I think I screwed up - just bought my wife a new uniform for her birthday.  Bought it online, just took it out of the box and noticed that it has a black neckline.  She takes a tae kwon do class and is a blue belt.  Can she wear this or do I have to return for a white neck.  Have no clue... TIA


----------



## terryl965 (Dec 21, 2008)

Black collars are for advance and BB only so it probaly is the wrong uniform. Better check with your instructor he may not mind. But proper protocal is only white collars for underbelts.


----------



## AMP-RYU (Dec 21, 2008)

really it just depends on the school! Because at my school all my lower belt wear white with black collar and the higher ranks wear solid black gis! Just depends.


----------



## matt.m (Dec 21, 2008)

Yeah I am going to go with Terry on this one.  The black trim is set aside for black belts and not gup ranks,(White-Red).  This is what I have seen from most schools and uniform protocol.


----------



## mafriend (Dec 21, 2008)

thanks all - will just have to return the gi (sorry, am trying to learn all the right terminology too!)


----------



## IcemanSK (Dec 21, 2008)

mafriend said:


> thanks all - will just have to return the gi (sorry, am trying to learn all the right terminology too!)


 

Well, this is a great place to ask questions (in addition to her instructor, of course). 

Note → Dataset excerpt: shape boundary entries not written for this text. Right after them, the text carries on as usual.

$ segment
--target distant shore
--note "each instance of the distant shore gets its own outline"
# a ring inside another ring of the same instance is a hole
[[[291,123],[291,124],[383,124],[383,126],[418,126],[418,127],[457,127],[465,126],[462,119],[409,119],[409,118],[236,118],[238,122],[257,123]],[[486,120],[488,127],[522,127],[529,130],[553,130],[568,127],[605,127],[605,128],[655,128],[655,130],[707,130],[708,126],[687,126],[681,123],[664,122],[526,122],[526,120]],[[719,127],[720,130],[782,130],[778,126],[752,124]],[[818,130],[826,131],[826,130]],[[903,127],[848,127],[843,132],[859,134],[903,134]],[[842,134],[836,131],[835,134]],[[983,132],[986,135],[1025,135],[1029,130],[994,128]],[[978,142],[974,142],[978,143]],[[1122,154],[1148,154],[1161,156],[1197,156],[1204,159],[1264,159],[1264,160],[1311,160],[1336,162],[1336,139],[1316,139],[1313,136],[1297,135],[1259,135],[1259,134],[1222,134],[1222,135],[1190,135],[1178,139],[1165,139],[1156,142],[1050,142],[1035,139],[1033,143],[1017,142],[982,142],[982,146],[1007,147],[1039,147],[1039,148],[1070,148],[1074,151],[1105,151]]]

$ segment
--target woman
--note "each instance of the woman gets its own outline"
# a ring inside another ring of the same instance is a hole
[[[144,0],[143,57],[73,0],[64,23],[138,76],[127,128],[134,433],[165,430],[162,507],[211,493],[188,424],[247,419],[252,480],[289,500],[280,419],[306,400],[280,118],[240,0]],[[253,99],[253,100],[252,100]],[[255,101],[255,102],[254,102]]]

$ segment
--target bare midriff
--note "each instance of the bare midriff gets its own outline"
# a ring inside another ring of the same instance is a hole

The Korean term for uniform is Doe Bohk (pronounciation). Gi is the Japanese term.

All the best!


----------



## Kacey (Dec 21, 2008)

mafriend said:


> thanks all - will just have to return the gi (sorry, am trying to learn all the right terminology too!)



It happens all the time - and it does vary from class to class, and more commonly, from association to association.  Look on the bright side - you figured it out before you sweated in it!


----------



## Nebuchadnezzar (Dec 21, 2008)

terryl965 said:


> Black collars are for advance and BB only so it probaly is the wrong uniform. Better check with your instructor he may not mind. But proper protocal is only white collars for underbelts.


 
When I took it in Korea, there was no such distinction. Everyone had black collars. Even here, i haven't seen that. I think it may be a thing particular to a school.


----------



## matt.m (Dec 21, 2008)

Iceman is correct.  Since I teach Judo I say Gi to denote my dobok.  So I got a lot of friendly razzing from other blackbelts.  It was funny, one person asked me when I was putting up a picture of Jigoro Kano, etc.


----------



## AMP-RYU (Dec 21, 2008)

matt.m said:


> Iceman is correct. Since I teach Judo I say Gi to denote my dobok. So I got a lot of friendly razzing from other blackbelts. It was funny, one person asked me when I was putting up a picture of Jigoro Kano, etc.


 
I teach a Korean TKD and we call them Gi's because of some of our japanese heritage, so it really depends on what you or your school likes! I personally like gi over do bok!


----------